I am experimenting with the NVDEC, hoping to reduce the latency further. I have adapted your AppDecD3D into our application’s pipeline, and am successfully using the ffmpeg parser and the NVDEC decoder (via the NvDecoder class in the example)

However, the latency of our display has increased to ~380-450ms (with the exact same video stream, containing only I and P frames, no B frames).

I have set the bLowLatency flag in the NvDecoder constructor, and set the flag CUVID_PKT_ENDOFPICTURE in the call to NvDecoder::Decode(), and, I tried setting CUVIDPARSERPARAMS.ulMaxNumDecodeSurfaces from 1 to 3.

The NVDEC Programming Guide pdf has a section for ‘4.8 Writing an efficient application,’ which suggests separate threads be used for cuvidDecodePicture and cuvidMapVideoFrame. Yet, the NvDecoder class seems to make both HandlePicture*() callbacks on the same thread.

Could you please:

a) let me know if latency performance on par (or hopefully better than) ffmpeg CPU decode can be expected with additional work on a multithreaded pipeline?


b) Point me to some resources on how to implement the multithreaded approach described in the programming guide pdf. I have not found good information on how to call cuvidDecodePicture and cuvidMapVideoFrame from separate threads, and ensure that I am being thread safe, yet still achieving performance gains.

I’d be happy to supply example stream data, or give you any additional information that will help answer this. Time is somewhat of the essence on resolving this.

Thank you in advance,

test setup:
Win10, Cuda10.1, NVDEC SDK 9.1.23, Quadro P2000, VS2019

any thoughts? Thanks.

No, you can’t really expect any better latency. Just some empiric insight into the inner workings:

CUVID_PKT_ENDOFPICTURE can save you 1 frame of latency, as decoding may start before next frame is being received. (Otherwise, decoding will only start with 1 frame delay.)

bLowLatency only appears to disable driver side frame pacing, but otherwise it does not appear to have any effect at all.

Increasing CUVIDPARSERPARAMS.ulMaxNumDecodeSurfaces should match your sequence format, plus 3-4 surfaces extra. That’s just for throughput though, not for latency.

If you care about latency, what you want to do is to ignore the PictureDisplay callback alltogether, and just poll on cuvidGetDecodeStatus. That requires that you are absolutely sure that decode order matches render order!

Because that’s where a big part of the latency originates from. PictureDisplay only comes once the parser is certain that there can’t be any B-frames missing, which would be in display-order before, but in decode-order long after an already fully decoded frame. At that point, cuvidGetDecodeStatus has long indicated that the frame had been successfully decoded, and you may safely call cuvidMapVideoFrame already.

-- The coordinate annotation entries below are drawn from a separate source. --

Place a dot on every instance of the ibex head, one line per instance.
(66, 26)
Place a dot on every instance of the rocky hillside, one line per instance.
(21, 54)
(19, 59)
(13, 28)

Unfortunately, the parser is a stupid black box, which you can’t hint to that your sequence format actually contains no B-frames whatsoever.

If you want to do the mapping in a different thread, beware that you are likely to shoot yourself in your foot.
If you do that, you must synchronize the call to cuvidMapVideoFrame on the next call to cuvidDecodePicture, with regard to CUVIDPICPARAMS.CurrPicIdx.

Once cuvidMapVideoFrame has completed, you are safe. It’s internally performing a copy from the decoding surface into a distinct output surface. So you can keep the frame safely mapped for a longer duration.

1 Like

Thank you for the detailed reply. I will try polling cuvidGetDecodeStatus in the next day or two and see what results I get. I may have follow up questions at that time.